The spirits of film noir and traditional heist novels are present throughout the book, from the voice Whitehead lends to the prose — here imitating Raymond Chandler, there crafting a picture right out of “The Maltese Falcon”— to the plot itself which follows three separate heists. But the gravity of the situation is never in question. Early on the stakes are established; Rey Carney is a mostly straight-up businessman with a wife and a daughter and another child on the way. Hounding him at every turn are the expectations of his in-laws and the legacy of his father, a notorious criminal. Whitehead raises many questions beyond whether or not this heist will go as planned: how a man from little means is to match up to society’s positive and negative expectations of him, how the world asks the most of those with the least, and how far a good man will bend himself to protect his own. The cast of characters are men and women of their time; the dialogue, dress, and attitudes are what you’d expect of 1960s Harlem. However, there is nothing dated about the circumstances being depicted, or the world we’re shown in “Harlem Shuffle.”

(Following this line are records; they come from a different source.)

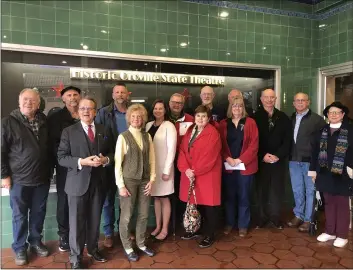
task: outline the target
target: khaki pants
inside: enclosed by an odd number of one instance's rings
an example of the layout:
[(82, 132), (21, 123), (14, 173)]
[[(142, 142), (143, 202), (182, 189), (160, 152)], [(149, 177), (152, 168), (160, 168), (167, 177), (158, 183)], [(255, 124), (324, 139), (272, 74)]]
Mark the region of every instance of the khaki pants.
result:
[(146, 196), (143, 192), (149, 181), (149, 179), (124, 179), (125, 187), (131, 194), (129, 197), (120, 196), (121, 214), (119, 232), (125, 250), (132, 248), (129, 224), (135, 208), (135, 203), (137, 203), (136, 245), (138, 247), (145, 246), (145, 235), (151, 196)]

In “Nickel Boys” and “The Underground Railroad,” Whitehead paints a stunning, if horrific, picture of a racist and brutal American South. The horrors of slavery and the brutal inhumanity of Southern Reform schools are topics that bring with them macabre expectations. “Harlem Shuffle” sees Whitehead simultaneously expand and narrow his scope. In it, he spins a tale of a man trying to provide for his family while navigating a world of classism, colorism, and criminal brutality—a tonic for the day as much as “Nickel Boys” and “The Underground Railroad” were. In a society that’s sure to bend you, all you can control is how crooked you’ll become. 

The value of this novel is not at all limited to what it has to say on the various themes and topics presented in the work. Whitehead proves himself a master of the written word by displaying his versatility. The prose in his previous works fit the world being depicted, and there’s no departure here in that regard. Whitehead unleashes upon the reader reams of dazzling prose that serves to weave a vibrant tapestry of 1960s Harlem. There is a distinct detective novel flavor throughout, as if the film detective’s ever present tape recorder — or typewriter, as was the case in “L.A. Confidential”— had been given sentience and then set to writing its own story. Readers familiar with Whitehead will at first find this to be a surprise, but it is a pleasant one that becomes sweeter as the book progresses and finds its own comfortable rhythm. As a fan, a devotee even, of Film Noir and detective stories, I found Colson’s pastiche of those works to be exquisite and honest. Whitehead’s writing doesn’t demand to be seen, he doesn’t beg you to take note of the familiar voice he is employing, it simply grips you unbidden.

Fans of Whitehead will enjoy this new release, and fans of crime fiction hoping to ease their way into contemporary literary fiction will find “Harlem Shuffle”to be a fantastic starting point into that world.